For the purposes of this blog update, I should probably define an artist versus a craftsman.
An artist is someone who, by virtue of imagination, talent, or skill, creates works of aesthetic value. An artist is a person whose work shows exceptional creative ability. An artist can also be someone who is adept at a specific activity, especially one involving trickery or deceit, you know, like a con artist or a photographer who overly relies on image processing software to embellish, alter, modify, or re-create what they've photographed.
A craftsman (or craftswoman) is someone who practices a craft or works at a skilled trade and does so with great skill. A craftsman is an artisan, i.e., someone who practices a craft and is highly skilled in the techniques of that craft. Artisan, of course, isn't a word that's used much these days. It's a rather antiquated word which refers to a skilled workman or craftsman. When I go grocery shopping at Ralph's, for instance, they call the specialty breads they prepare, bake, and sell in the store "Artisan" breads. I suppose that makes the people working behind the bakery counter at Ralph's, "artisans." I'm not necessarily comparing skilled photographers to skilled bakers... well, maybe I am. Some might say being a skilled photographer is so much more artistically satisfying than being a skilled baker. Whether that's true or not I don't know. I'm not a baker; an artisan baker or otherwise. Since I don't bake, I have no idea if bakers find the products of their work as or more satisfying than photographers do.
When it comes to photography, I consider myself a craftsman and for good reason. I make my living with cameras in my hands. People don't pay me to make art. Not ever. Not once. Instead, they hire me for my skills and ability to snap the kinds of photos they want. In other words, when they're looking for a photographer, they're looking for an artisan, not an artist. That's not to say I've never snapped a photo that might be considered art. I think I have. Maybe even a couple of times. But, when I snapped those photos, my intent wasn't to create art. It was, as always, to shoot a good, skillful, photo... hopefully, a great photo. One which reveals my hard earned and much practiced skills and, to a lesser extent, my creativity and artistic sensibilities.

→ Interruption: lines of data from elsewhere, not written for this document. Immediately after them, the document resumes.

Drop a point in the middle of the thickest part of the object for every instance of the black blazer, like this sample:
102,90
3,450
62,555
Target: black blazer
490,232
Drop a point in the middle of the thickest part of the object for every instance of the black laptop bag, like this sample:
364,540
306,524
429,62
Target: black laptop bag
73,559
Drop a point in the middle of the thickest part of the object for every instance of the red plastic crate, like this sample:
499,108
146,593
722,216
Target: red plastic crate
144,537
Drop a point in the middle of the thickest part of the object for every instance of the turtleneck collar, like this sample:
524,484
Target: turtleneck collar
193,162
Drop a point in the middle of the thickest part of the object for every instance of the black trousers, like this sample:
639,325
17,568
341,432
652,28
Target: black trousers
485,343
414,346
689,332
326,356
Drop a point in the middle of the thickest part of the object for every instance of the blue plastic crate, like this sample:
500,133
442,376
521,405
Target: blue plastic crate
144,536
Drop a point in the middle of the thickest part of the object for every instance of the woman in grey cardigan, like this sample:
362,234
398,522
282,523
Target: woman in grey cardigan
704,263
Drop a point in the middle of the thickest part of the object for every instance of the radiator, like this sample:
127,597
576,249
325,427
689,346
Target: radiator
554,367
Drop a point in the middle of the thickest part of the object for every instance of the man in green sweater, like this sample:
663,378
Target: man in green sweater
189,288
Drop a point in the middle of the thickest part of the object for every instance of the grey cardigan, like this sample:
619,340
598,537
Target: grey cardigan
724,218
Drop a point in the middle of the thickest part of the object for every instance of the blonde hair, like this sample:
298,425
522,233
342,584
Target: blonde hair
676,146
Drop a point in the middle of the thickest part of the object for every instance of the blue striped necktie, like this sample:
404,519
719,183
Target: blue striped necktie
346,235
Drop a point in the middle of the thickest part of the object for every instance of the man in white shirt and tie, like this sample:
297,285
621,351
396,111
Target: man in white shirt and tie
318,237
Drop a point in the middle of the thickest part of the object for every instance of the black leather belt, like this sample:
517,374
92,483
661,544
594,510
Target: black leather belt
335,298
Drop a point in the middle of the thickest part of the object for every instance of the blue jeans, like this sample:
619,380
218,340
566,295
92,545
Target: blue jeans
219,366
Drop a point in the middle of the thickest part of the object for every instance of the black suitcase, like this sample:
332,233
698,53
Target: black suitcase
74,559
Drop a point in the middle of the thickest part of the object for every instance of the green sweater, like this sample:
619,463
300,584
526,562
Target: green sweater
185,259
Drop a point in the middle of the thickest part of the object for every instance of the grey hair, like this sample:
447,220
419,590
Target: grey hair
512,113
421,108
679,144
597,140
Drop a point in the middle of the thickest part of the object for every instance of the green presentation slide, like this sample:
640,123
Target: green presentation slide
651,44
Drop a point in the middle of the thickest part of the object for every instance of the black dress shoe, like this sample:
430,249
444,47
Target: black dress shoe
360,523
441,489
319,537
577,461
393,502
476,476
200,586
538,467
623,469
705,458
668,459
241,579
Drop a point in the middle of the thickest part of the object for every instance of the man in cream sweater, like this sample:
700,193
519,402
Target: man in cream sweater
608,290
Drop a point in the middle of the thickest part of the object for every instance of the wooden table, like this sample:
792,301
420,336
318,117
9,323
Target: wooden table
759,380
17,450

None of that is to say there aren't photographers who are artists and who pursue photography as purely an art form. Some of them even make a living at it. A few, very few, make an exceptionally good living at it. Personally, I would love to be a successful art photographer but the truth is there aren't many who can do that, myself included. It's not that there aren't photographers who are really good artists. There are. But like many artistic pursuits, only a few of them -- not many in the overall scheme of things -- manage to take their art to the top. Many more, however, take craft to the top. It doesn't matter if the artist's art is painting, sculpture, writing, music or anything else. All of those artistic endeavors have their own great artists, albeit not an abundance of them. They also have many more craftsman and artisans amongst them. My guess is that more of them, i.e., those who make a living or some part of their living from artistic pursuits, are better defined as craftsman compared to the few true artists who manage to do the same thing.
The pretty girl at the top, naked and smoking a cigarette, is Cytherea. I used three lights: A main light modified with a Mola beauty dish positioned camera right, and two strip boxes, either side from behind. I set the beauty dish a little low to add a bit more overall drama to the shot. The strip box coming from camera right is cranked up to add more obvious highlights. I did that for the same reason I kept the Mola low.